A estrutura da narrativa é em flashback. Assistimos aos dias de farra de Callahan, antes do acidente, e depois o vemos, já tetraplégico, tentando parar de beber com a ajuda de um guru bastante heterodoxo, Donnie (Jonah Hill). 

Tem um lado interessante do filme, em termos da narrativa cinematográfica, que é a conhecida fluidez de Van Sant e a maneira como inova, mas sem produzir obras herméticas ou autocentradas. Fala para o público, pelo menos para aquela parte do público disposta a sair do ramerrão e tentar algo mais sofisticado que histórias de super-heróis. Os saltos no tempo turbinam a narrativa, sem confundi-la. E a elegância da câmera, ao construir planos e enquadramentos, ajuda na fruição. É ótimo cinema. 

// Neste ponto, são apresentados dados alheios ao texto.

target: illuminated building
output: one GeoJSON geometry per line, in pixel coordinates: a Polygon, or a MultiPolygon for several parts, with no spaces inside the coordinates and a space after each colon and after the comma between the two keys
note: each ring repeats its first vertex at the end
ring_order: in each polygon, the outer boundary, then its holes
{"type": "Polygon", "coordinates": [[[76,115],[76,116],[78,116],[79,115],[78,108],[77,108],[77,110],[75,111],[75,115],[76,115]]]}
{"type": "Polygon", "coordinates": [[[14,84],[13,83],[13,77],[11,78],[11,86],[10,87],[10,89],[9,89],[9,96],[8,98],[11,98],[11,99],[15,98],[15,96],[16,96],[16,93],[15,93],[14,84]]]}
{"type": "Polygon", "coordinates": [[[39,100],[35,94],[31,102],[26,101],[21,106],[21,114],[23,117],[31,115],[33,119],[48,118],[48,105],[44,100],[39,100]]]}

E, sim, há Joaquin Phoenix, que dosa a intensidade sem levar a construção do perfil a uma caricatura. Respeita o personagem que interpreta, mas não demasiadamente a ponto de ser reverente, o que, num tipo meio anarquista, colocaria tudo a perder.  Aliás, o tratamento de Phoenix à personalidade do Callahan da vida real tem tudo a ver com o espírito geral do filme. A ideia, aqui, é tratar de coisas muito sérias porém sem se levar a sério demais. Há sempre um distanciamento irônico que tempera os fatos mais graves e evita que a trama se precipite no abismo da solenidade. Definitivamente, Van Sant não é um Spielberg – e neste caso isto é um elogio. 

Todos esses ingredientes – e o tratamento que Gus Van Sant dá a eles – fazem de A Pé Ele Não Vai Longe um filme fora do comum. Pelo menos em nossos tempos. Seria, no entanto, abusivo chamá-lo de “fora de moda”. Pelo contrário. Parece salutar justamente por, digamos assim, escovar os costumes a contrapelo do tempo. Quando diretores (e escritores, músicos, dramaturgos, etc) parecem morrer de medo de desagradar a este ou aquele grupo, Gus Van Sant exuma um personagem que não tinha medo de rir de tudo e de todos – a começar por si mesmo. 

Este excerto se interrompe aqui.